Tuesday, May 23, 2006


I get to meet a lot of parents of fencers, both at my home club and at national tournaments. Some of them I like much more than others.

Consider Family A. Kid A is about ten years old, enchanted with fencing, and is a generally upbeat and happy kid. His parents are both excited about his fencing, but more because he is excited about it than because they have any particular expectations about it all. He comes to classes, with at least one—and often, both—parents accompanying him. He looks like he'll turn out to be a pretty decent fencer, in time. His parents buy him a full set of gear, including electric gear, and after only four months, they decide to enter him in a Regional Youth Circuit (RYC) event.

We tell them all about tournaments: check-in, weapons check, referees, the format. We warn him that he will lose all his bouts, and explain that his goal should be to try to get a touch in every bout, to simply do the best he can and just figure out how tournaments work.

And he has a pretty good day. He does indeed lose all his bouts, but he gets more than one touch in a couple of his pool bouts, and he even manages to win one of the 5-touch bouts in his only DE bout, to force his opponent to a third. He doesn't come in last.

And he and his parents can't wait to try it again, once he's had a chance to learn some more about fencing.
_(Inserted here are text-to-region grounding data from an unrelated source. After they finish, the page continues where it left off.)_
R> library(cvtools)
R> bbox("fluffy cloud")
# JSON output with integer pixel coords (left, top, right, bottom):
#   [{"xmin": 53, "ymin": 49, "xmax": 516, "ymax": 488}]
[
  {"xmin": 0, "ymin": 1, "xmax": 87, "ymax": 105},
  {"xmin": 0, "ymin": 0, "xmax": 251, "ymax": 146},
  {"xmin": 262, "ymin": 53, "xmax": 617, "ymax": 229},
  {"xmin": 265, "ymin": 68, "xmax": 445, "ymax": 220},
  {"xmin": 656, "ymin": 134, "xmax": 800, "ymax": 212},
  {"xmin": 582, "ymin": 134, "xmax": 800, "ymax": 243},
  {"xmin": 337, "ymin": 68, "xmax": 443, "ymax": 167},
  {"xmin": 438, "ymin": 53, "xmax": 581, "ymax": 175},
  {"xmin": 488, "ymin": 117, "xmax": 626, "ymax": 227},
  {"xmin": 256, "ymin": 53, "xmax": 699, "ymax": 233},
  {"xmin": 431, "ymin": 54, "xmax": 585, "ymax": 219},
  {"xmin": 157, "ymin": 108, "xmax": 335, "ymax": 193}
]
There is, of course, a Family B. The B kid is about twelve, and Dad B is really excited about the kid's fencing. "I expect him to win me a mantel full of trophies for me," he says. "That's why we're here." Kid B comes to class regularly, with Dad along every time. They buy gear for both Kid and Dad, so Dad can help him practice at home. Kid B shows signs of one day becoming a pretty decent fencer. Dad B has to be asked to stay away from class, because he starts to try to coach his son in class. (What Dad B knows of fencing is what he's learned from watching his son's classes.)

After three or four months, Dad and Kid B decide that the kid will fence in an unrated event at the club. We start the usual "You will lose, so just work on getting one touch" lecture, but Dad will have none of it. "You have no idea how competitive this kid is—he's gonna win this tournament because he wants it more than any of the rest of them." We mention that there will be fencers there who will have more skill and experience, and suggest that perhaps such expectations are unrealistic. Later, we pull the kid aside and give him the rest of the lecture, anyway.

Tournament day arrives, and both Mom and Dad B come along to watch their kid fence. They offer advice with every touch, at fairly high volume, and complain to coach and bout committee that the referee isn't giving their son any touches. Coach and bout committee carefully explain that the referee makes calls according to the rules of fencing, and that their son is fencing more experienced and knowledgeable kids. Mom and Dad B listen, and then when their son comes up again to fence his DE, start yelling at him, about what he's doing wrong, about how he needs to want it more, about how he has to get his act in gear. B's results and scores end up about the same as the scores A got in his first tournament, but he's pretty bummed about it all.

Guess which kid's not fencing any longer?

I'll take the parents who get pulled into the sport by their kids—you can have the pushers.